Election 2019 – What the Manifestos Said about Gambling

As of today, 13th December, the Conservatives have won the UK General Election and will take the reins of power. So we thought it would be a good idea to see what the political parties have in mind for our industry.

21st April 2023

All three major political parties put forth some ideas for reform of the online gambling sector. In this article, we explore what each promise means, and what we are likely to see with a new majority Conservative government. The Conservatives were last to launch their manifesto, in a strategy that was ultimately very successful.

The first thing to note is that despite the fact that both the Labour and Liberal Democrat manifestos clock in at over 100 pages each, neither dedicates more than a paragraph to the gambling sector. The Tory manifesto is shorter at 64 pages, but an equal amount of space is spent on Gambling.

Despite these fleeting mentions, all parties declared their directions of travel which suggest a move to further regulation and more governmental support for problem gamblers.


The Labour manifesto, apart from a brief statement about problem gaming being made a “matter of public health” issued the following paragraph…

“A Labour government will curb gambling advertising in sports and introduce a new Gambling Act fit for the digital age, establishing gambling limits, a levy for problem gambling funding and mechanisms for consumer compensations.”

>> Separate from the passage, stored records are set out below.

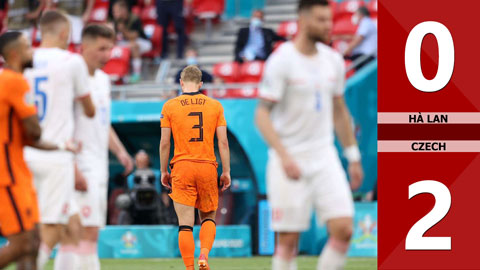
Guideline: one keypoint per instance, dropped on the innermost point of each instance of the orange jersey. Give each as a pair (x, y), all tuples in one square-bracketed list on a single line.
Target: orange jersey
[(193, 118), (13, 108)]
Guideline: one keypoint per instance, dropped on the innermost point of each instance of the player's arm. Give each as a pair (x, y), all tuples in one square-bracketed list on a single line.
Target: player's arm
[(87, 106), (80, 75), (117, 148), (344, 131), (265, 125), (164, 150), (224, 150), (88, 10), (353, 44)]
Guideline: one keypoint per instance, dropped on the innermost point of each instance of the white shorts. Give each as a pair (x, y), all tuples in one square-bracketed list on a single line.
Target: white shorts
[(144, 45), (93, 202), (323, 186), (55, 188)]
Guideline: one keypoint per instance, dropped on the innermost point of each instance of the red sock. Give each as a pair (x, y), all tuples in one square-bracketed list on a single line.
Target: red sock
[(207, 236), (187, 246)]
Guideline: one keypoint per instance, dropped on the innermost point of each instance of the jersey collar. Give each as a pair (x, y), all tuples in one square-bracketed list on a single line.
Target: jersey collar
[(192, 93)]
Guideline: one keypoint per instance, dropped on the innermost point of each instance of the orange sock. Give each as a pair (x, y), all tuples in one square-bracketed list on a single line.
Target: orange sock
[(187, 246), (207, 236)]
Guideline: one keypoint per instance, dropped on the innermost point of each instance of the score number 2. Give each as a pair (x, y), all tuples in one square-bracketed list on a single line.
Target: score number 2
[(443, 200)]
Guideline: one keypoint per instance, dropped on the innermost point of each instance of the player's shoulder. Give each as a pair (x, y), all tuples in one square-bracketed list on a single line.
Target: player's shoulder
[(11, 76), (100, 74), (284, 51), (212, 101), (329, 52)]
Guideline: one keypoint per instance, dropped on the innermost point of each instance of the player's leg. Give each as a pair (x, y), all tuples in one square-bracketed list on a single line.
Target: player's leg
[(207, 203), (67, 256), (334, 254), (50, 236), (29, 261), (335, 207), (186, 243), (184, 195), (50, 182), (207, 231), (20, 245), (286, 251), (18, 219), (88, 248), (291, 205)]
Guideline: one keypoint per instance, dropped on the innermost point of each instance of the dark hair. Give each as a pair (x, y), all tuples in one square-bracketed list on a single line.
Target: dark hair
[(51, 18), (364, 11), (6, 39), (122, 3), (307, 4), (98, 30)]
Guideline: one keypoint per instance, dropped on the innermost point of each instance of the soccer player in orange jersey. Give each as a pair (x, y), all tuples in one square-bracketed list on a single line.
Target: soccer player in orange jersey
[(194, 120)]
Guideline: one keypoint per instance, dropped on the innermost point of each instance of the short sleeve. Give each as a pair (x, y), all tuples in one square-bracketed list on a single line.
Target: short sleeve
[(221, 117), (363, 28), (80, 77), (17, 99), (165, 117), (274, 79), (339, 88)]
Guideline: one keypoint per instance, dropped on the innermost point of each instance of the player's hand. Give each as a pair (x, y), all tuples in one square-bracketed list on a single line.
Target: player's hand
[(127, 162), (166, 180), (80, 181), (356, 175), (85, 18), (225, 181), (291, 168), (74, 147)]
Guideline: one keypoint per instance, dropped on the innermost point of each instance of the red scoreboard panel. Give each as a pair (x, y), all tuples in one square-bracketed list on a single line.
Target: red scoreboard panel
[(429, 134)]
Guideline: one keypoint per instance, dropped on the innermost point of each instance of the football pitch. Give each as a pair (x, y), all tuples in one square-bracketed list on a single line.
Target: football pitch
[(254, 263)]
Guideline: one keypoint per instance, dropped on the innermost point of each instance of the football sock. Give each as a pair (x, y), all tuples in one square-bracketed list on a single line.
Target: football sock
[(137, 65), (333, 256), (187, 246), (88, 256), (207, 236), (66, 258), (43, 256), (279, 263)]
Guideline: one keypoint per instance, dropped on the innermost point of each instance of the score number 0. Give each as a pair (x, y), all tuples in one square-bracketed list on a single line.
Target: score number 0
[(443, 200)]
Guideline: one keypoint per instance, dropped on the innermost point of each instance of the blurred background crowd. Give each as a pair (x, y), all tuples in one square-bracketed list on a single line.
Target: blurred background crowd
[(228, 39)]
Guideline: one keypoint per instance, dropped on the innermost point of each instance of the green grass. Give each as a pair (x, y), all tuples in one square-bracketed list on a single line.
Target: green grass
[(254, 263)]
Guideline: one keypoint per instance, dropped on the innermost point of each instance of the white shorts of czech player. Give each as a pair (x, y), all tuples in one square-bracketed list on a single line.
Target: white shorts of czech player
[(93, 202), (323, 186), (55, 188)]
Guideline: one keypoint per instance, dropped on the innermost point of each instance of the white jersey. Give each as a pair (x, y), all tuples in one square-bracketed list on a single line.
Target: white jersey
[(93, 132), (304, 88), (58, 78)]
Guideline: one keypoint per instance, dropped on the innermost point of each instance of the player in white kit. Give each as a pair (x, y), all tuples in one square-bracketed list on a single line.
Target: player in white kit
[(58, 78), (301, 106), (97, 137)]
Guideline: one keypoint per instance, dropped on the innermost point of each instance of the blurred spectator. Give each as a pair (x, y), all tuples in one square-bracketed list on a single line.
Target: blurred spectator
[(22, 14), (255, 42), (191, 59), (131, 4), (141, 204), (364, 43), (142, 163), (130, 34), (79, 12), (172, 10)]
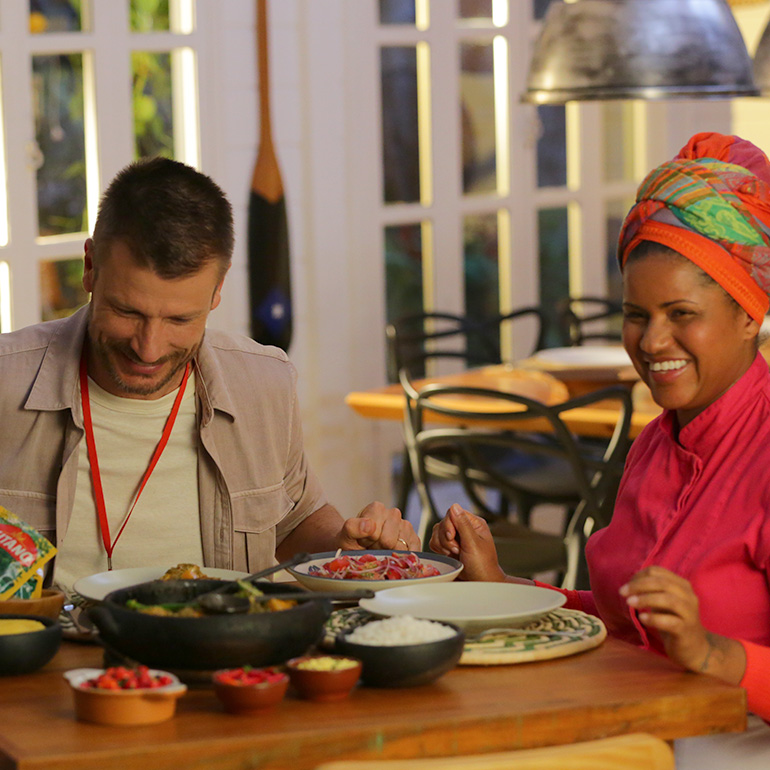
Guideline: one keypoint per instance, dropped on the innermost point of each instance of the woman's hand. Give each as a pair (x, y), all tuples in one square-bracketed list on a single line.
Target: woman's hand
[(379, 527), (667, 602), (467, 538)]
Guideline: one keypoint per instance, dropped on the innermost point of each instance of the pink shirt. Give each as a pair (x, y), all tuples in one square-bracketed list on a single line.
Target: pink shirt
[(700, 507)]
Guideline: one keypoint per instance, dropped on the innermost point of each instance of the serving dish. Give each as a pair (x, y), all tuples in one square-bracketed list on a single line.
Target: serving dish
[(211, 642), (474, 607), (239, 697), (27, 652), (447, 567), (48, 604), (406, 665), (96, 587), (324, 684), (123, 707)]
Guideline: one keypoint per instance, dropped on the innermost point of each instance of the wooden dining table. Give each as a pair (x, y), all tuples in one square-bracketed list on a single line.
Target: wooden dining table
[(610, 690), (550, 386)]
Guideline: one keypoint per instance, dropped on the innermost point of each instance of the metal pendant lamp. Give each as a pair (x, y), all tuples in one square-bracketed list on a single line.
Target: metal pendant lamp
[(762, 63), (639, 49)]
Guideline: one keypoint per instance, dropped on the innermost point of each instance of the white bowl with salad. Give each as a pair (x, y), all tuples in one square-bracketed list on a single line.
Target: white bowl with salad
[(373, 569)]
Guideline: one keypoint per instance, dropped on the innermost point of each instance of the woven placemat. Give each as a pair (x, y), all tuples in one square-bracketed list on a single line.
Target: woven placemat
[(539, 640)]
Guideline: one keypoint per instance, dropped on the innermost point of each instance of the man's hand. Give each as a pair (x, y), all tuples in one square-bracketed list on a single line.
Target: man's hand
[(467, 537), (379, 527)]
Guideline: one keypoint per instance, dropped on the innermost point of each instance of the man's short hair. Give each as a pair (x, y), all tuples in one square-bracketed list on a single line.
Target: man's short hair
[(173, 218)]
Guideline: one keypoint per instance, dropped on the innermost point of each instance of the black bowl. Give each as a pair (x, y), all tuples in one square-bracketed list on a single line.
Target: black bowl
[(25, 653), (406, 665), (210, 642)]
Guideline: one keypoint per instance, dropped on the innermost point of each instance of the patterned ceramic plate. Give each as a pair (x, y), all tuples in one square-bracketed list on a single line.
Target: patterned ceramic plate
[(555, 635)]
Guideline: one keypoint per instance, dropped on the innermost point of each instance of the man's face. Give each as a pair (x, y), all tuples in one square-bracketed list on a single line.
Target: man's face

Though a short statement, we can glean a couple of crucial points. First, the intention to create a “Gambling Act fit for the digital age” suggests recognition that the original 2005 act is no longer fit for purpose in the internet era. Second, the establishing of “gambling limits” in context of the previous statement suggests that there will be caps on what players can gamble online. This is not yet enforced as things currently stand.

Liberal Democrats

In the Liberal Democrats Manifesto, there is more concrete policy detail, even if the section is still brief. After outlining the scale of problem gambling in the United Kingdom, they offer a four point plan:

“Introduce a compulsory levy on gambling companies to fund research, education and treatment of problem gambling.

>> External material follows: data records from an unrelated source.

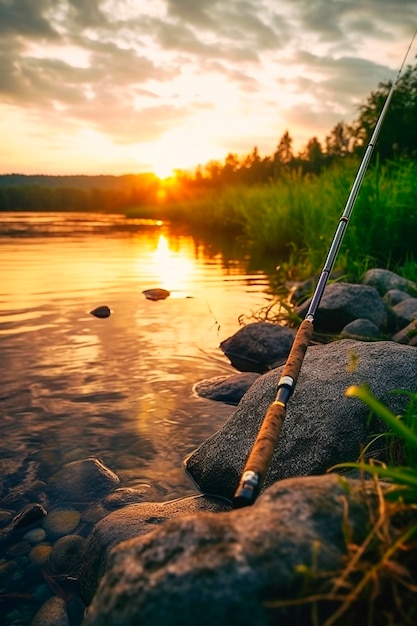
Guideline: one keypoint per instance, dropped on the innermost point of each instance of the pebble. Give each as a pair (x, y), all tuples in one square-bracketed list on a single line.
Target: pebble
[(5, 517), (65, 556), (156, 294), (39, 554), (61, 522), (101, 311), (18, 549), (52, 613), (27, 516), (35, 535), (126, 495)]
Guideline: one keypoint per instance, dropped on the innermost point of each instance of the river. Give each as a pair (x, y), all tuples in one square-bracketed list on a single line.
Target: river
[(118, 388)]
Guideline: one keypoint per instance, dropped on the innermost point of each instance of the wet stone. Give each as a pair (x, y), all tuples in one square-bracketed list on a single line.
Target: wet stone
[(21, 548), (65, 556), (39, 554), (61, 522), (84, 481), (29, 515), (126, 495), (35, 535), (5, 517)]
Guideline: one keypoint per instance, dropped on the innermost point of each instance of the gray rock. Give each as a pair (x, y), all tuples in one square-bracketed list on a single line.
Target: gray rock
[(85, 480), (132, 521), (223, 568), (384, 280), (407, 335), (394, 296), (126, 495), (342, 303), (52, 613), (258, 347), (228, 389), (322, 426), (406, 311), (65, 556), (360, 328)]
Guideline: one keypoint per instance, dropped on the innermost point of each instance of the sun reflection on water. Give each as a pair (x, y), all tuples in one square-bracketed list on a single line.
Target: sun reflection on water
[(174, 271)]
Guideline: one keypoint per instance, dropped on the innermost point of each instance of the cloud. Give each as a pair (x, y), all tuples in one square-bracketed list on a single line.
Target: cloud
[(134, 70)]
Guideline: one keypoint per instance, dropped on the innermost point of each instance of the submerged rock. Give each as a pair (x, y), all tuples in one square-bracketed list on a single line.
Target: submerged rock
[(101, 311), (84, 481), (258, 347), (156, 294), (227, 389)]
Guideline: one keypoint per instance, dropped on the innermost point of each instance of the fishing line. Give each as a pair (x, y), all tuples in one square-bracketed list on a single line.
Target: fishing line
[(260, 456)]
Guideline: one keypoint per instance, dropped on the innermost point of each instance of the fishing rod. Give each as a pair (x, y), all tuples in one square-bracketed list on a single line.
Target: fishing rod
[(260, 456)]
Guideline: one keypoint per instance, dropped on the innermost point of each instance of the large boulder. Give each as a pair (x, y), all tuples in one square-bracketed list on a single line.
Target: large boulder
[(322, 426), (133, 521), (229, 568), (384, 280), (343, 303)]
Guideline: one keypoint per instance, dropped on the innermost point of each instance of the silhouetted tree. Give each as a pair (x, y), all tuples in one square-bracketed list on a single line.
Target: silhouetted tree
[(340, 141), (398, 135), (312, 156)]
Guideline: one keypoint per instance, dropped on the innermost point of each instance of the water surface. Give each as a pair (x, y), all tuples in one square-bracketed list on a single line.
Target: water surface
[(120, 388)]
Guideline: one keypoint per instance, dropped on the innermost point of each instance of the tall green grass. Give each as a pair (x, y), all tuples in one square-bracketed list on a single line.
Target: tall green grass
[(292, 220), (296, 218)]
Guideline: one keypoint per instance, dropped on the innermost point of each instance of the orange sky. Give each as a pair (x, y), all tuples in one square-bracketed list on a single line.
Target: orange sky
[(121, 86)]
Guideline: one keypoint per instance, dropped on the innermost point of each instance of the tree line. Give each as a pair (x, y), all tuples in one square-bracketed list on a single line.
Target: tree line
[(398, 138)]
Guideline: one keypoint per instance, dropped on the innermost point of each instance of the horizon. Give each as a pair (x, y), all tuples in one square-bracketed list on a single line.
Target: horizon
[(115, 88)]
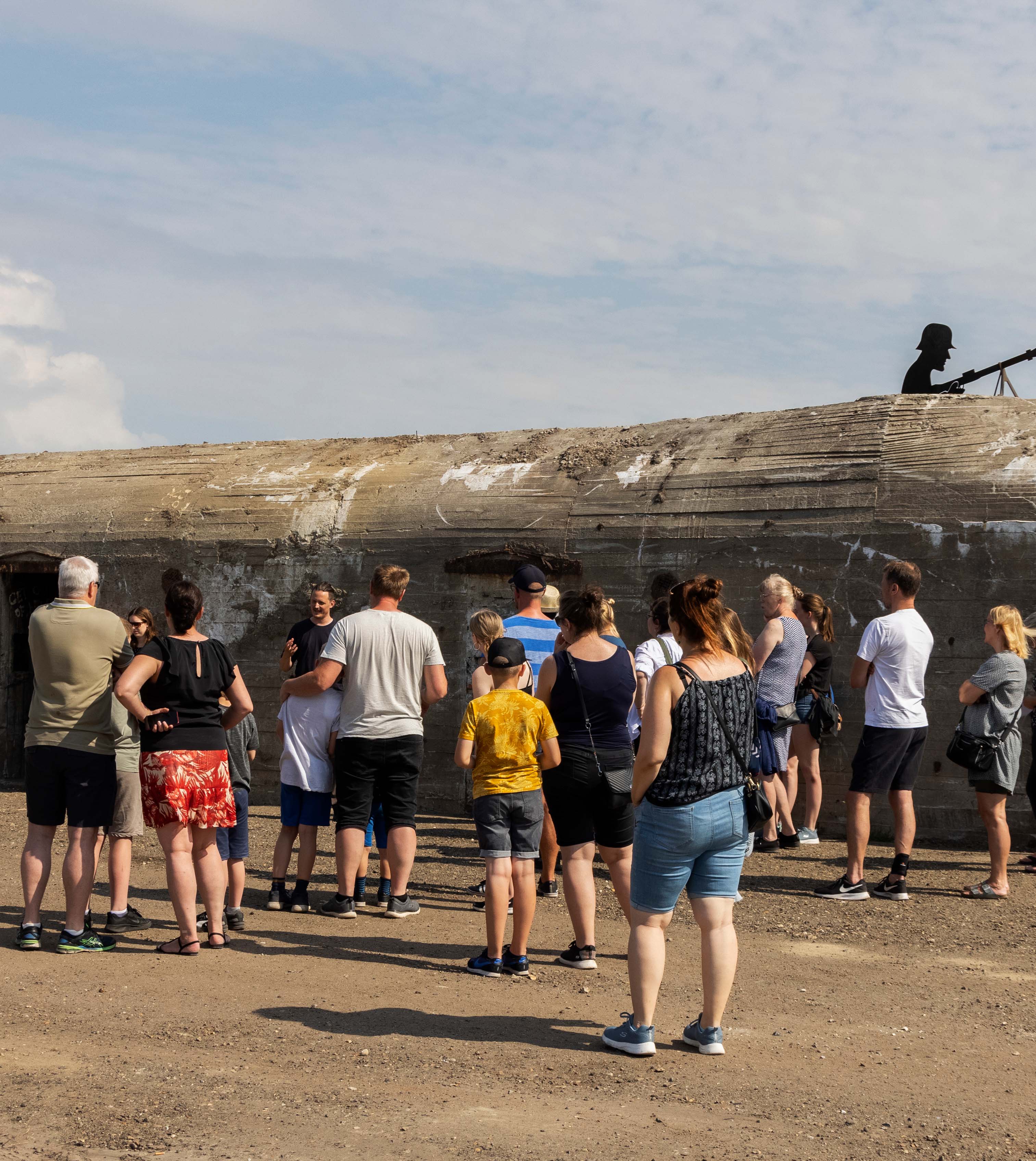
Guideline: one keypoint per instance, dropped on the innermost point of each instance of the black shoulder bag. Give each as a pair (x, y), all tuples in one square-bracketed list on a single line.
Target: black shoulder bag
[(758, 807), (619, 781), (977, 752)]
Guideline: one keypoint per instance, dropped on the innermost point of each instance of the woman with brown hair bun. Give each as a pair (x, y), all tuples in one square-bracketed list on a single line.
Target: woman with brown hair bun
[(692, 826), (814, 680), (589, 689), (172, 688)]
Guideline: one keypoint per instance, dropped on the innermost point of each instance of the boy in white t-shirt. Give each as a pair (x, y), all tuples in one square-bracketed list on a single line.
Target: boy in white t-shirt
[(307, 728), (890, 666)]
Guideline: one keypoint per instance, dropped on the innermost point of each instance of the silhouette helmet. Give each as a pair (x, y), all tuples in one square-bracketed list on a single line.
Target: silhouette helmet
[(936, 335)]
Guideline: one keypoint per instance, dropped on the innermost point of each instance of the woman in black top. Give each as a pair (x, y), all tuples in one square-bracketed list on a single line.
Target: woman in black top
[(814, 678), (589, 793), (172, 688), (692, 826)]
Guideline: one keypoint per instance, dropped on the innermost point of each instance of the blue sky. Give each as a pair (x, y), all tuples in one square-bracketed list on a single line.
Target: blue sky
[(263, 221)]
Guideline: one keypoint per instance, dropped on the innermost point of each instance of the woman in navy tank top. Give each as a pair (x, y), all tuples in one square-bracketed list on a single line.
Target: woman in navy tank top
[(589, 689)]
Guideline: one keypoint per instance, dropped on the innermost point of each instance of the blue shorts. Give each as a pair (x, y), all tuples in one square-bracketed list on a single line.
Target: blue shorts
[(305, 808), (233, 842), (377, 833), (699, 847)]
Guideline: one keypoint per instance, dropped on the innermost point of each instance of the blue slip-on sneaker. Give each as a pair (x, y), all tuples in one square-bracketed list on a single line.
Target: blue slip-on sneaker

Ban the use of credit cards for gambling.

Restrict gambling advertising.

Establish a Gambling Ombudsman.”

The specific mention of a credit card ban, though not yet in force, is considered to be broadly in the direction that even the previous Conservative government is moving towards.

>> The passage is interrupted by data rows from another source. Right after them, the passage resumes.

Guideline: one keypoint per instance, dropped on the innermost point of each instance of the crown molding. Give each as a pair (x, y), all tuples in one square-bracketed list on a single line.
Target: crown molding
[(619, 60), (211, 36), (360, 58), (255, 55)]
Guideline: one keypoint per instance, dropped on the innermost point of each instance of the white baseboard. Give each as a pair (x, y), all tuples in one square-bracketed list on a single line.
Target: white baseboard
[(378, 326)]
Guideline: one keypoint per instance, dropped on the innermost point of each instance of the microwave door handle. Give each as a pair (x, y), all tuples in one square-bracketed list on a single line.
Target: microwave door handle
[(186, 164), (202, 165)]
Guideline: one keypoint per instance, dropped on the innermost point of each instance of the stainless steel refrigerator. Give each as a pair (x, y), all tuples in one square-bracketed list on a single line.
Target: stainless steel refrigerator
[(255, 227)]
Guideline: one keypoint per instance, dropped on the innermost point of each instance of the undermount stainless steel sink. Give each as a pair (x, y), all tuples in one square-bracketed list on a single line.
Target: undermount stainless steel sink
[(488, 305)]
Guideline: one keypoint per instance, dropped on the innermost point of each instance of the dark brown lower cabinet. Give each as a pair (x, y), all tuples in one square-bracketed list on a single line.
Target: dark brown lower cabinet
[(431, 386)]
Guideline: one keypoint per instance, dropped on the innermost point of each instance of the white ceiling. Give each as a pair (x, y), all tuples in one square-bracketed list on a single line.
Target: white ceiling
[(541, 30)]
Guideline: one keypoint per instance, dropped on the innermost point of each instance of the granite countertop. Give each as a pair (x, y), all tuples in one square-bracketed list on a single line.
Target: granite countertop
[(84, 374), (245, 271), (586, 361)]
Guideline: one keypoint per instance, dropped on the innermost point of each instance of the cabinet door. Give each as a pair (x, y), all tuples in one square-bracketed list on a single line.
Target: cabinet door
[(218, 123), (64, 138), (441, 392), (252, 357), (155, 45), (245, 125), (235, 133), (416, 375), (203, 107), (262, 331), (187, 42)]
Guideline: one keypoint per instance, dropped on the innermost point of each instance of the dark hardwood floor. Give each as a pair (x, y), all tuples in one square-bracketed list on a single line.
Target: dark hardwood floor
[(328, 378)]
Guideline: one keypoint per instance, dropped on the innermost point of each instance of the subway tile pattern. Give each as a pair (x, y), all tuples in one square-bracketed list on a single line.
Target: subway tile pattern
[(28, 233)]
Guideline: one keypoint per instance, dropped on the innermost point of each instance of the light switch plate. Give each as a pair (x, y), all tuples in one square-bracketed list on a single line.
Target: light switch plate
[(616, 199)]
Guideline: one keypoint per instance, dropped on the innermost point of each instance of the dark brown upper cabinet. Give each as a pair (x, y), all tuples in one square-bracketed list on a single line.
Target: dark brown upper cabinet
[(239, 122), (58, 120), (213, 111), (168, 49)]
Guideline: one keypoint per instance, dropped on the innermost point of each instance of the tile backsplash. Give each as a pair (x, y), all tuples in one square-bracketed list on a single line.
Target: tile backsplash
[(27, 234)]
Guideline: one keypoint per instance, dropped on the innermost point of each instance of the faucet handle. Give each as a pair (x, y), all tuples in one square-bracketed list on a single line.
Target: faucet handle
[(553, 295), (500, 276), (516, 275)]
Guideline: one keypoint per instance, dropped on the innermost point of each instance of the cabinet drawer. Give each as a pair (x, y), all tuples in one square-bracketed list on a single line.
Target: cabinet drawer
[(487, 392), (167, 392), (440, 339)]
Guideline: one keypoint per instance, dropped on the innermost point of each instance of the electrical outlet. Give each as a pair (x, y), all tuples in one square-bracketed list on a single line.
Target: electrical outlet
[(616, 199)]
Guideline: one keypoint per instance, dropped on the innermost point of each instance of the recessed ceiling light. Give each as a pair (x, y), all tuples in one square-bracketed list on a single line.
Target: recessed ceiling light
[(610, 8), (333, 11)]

The Winners: Conservative Party

The Conservative offer two brief passages on the future of the industry; the first is impossibly short. It reads: “We will continue to take action to tackle gambling addiction.” A vague but noble intention.

Later in the document, they intend to make the UK a safe place to browse the internet. They describe the 2005 Gambling Act, which opened up the online gaming world, as “increasingly becoming an analogue law in an internet age.”

In particular, they say, they will look to review “issues around loot boxes and credit card misuse.” Not quite as clear as the Liberal Democrat manifesto, but certainly pointing in the same direction.

Now that we know the winners, we have an idea of where we’re going as an industry. But all is not crystal clear. The next five years will prove very interesting indeed.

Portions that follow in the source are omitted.